Follow the step-by-step guidelines to eSign your amendment is set forth in bold form in a browser:

  • 1.Open any browser on your device and go to the www.signnow.com
  • 2.Sign up for an account with a free trial or log in with your password credentials or SSO option.
  • 3.Click Upload or Create and import a file that needs to be completed from a cloud, your device, or our form catalogue with ready-to go templates.
  • 4.Open the form and fill out the blank fields with tools from Edit & Sign menu on the left.
  • 5.Place the My Signature area to the form, then type in your name, draw, or upload your signature.

In a few easy clicks, your amendment is set forth in bold form is completed from wherever you are. As soon as you're done with editing, you can save the file on your device, create a reusable template for it, email it to other people, or ask them to electronically sign it. Make your documents on the go prompt and effective with airSlate SignNow!

How to Sign a PDF on iPhone How to Sign a PDF on iPhone

How to fill out and sign paperwork on iOS

In today’s business community, tasks must be accomplished quickly even when you’re away from your computer. Using the airSlate SignNow app, you can organize your paperwork and approve your amendment is set forth in bold form with a legally-binding eSignature right on your iPhone or iPad. Install it on your device to conclude contracts and manage documents from anywhere 24/7.

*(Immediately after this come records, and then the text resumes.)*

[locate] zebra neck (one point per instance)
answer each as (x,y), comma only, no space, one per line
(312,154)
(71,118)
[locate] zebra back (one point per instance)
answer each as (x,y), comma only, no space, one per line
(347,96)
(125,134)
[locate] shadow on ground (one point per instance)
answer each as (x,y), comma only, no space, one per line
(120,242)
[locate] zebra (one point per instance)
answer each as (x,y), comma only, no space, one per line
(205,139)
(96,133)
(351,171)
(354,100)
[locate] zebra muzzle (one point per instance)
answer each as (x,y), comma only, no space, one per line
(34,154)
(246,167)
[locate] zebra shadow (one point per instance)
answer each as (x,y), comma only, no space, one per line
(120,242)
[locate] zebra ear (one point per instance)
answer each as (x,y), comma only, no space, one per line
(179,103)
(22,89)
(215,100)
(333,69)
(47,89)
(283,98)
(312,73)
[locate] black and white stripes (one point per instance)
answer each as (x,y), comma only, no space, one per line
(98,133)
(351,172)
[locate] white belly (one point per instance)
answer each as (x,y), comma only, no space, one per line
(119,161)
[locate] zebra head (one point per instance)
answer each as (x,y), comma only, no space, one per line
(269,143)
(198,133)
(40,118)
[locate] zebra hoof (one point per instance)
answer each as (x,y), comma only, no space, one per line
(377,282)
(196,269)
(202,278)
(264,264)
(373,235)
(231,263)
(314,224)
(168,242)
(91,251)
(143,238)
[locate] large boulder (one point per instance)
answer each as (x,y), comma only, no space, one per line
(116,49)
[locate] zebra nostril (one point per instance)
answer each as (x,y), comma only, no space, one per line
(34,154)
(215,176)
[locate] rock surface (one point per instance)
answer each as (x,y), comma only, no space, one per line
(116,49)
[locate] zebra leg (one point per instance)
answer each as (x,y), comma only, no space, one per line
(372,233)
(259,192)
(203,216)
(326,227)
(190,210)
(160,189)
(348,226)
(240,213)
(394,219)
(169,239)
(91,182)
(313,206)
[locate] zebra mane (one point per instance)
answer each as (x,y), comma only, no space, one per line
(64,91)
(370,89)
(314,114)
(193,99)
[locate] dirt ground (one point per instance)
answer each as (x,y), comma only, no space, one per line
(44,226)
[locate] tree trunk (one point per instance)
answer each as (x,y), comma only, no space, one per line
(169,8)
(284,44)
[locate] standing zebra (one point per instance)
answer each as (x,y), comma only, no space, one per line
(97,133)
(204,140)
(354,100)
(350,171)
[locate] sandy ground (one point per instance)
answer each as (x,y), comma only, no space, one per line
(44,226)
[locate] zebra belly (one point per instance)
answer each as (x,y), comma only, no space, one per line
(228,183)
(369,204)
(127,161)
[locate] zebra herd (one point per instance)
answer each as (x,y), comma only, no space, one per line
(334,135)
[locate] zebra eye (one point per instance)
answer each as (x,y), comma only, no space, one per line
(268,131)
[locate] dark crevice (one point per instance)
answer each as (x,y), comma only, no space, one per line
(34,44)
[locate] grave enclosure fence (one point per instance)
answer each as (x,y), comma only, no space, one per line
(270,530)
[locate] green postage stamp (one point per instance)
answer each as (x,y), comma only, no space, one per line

Follow the step-by-step guide to eSign your amendment is set forth in bold form on iOS devices:

  • 1.Open the App Store, search for the airSlate SignNow app by airSlate, and install it on your device.
  • 2.Open the application, tap Create to upload a template, and choose Myself.
  • 3.Choose Signature at the bottom toolbar and simply draw your signature with a finger or stylus to eSign the sample.
  • 4.Tap Done -> Save right after signing the sample.
  • 5.Tap Save or take advantage of the Make Template option to re-use this document in the future.

This process is so straightforward your amendment is set forth in bold form is completed and signed in a couple of taps. The airSlate SignNow app works in the cloud so all the forms on your mobile device are kept in your account and are available whenever you need them. Use airSlate SignNow for iOS to improve your document management and eSignature workflows!

How to Sign a PDF on Android How to Sign a PDF on Android

How to complete and sign documents on Android

With airSlate SignNow, it’s easy to sign your amendment is set forth in bold form on the go. Set up its mobile application for Android OS on your device and start enhancing eSignature workflows right on your smartphone or tablet.

Follow the step-by-step guidelines to eSign your amendment is set forth in bold form on Android:

  • 1.Open Google Play, search for the airSlate SignNow application from airSlate, and install it on your device.
  • 2.Sign in to your account or create it with a free trial, then add a file with a ➕ option on the bottom of you screen.
  • 3.Tap on the uploaded document and choose Open in Editor from the dropdown menu.
  • 4.Tap on Tools tab -> Signature, then draw or type your name to electronically sign the form. Fill out empty fields with other tools on the bottom if necessary.
  • 5.Use the ✔ key, then tap on the Save option to end up with editing.

With an intuitive interface and full compliance with main eSignature standards, the airSlate SignNow application is the best tool for signing your amendment is set forth in bold form. It even operates without internet and updates all document adjustments when your internet connection is restored and the tool is synced. Fill out and eSign forms, send them for eSigning, and create multi-usable templates whenever you need and from anyplace with airSlate SignNow.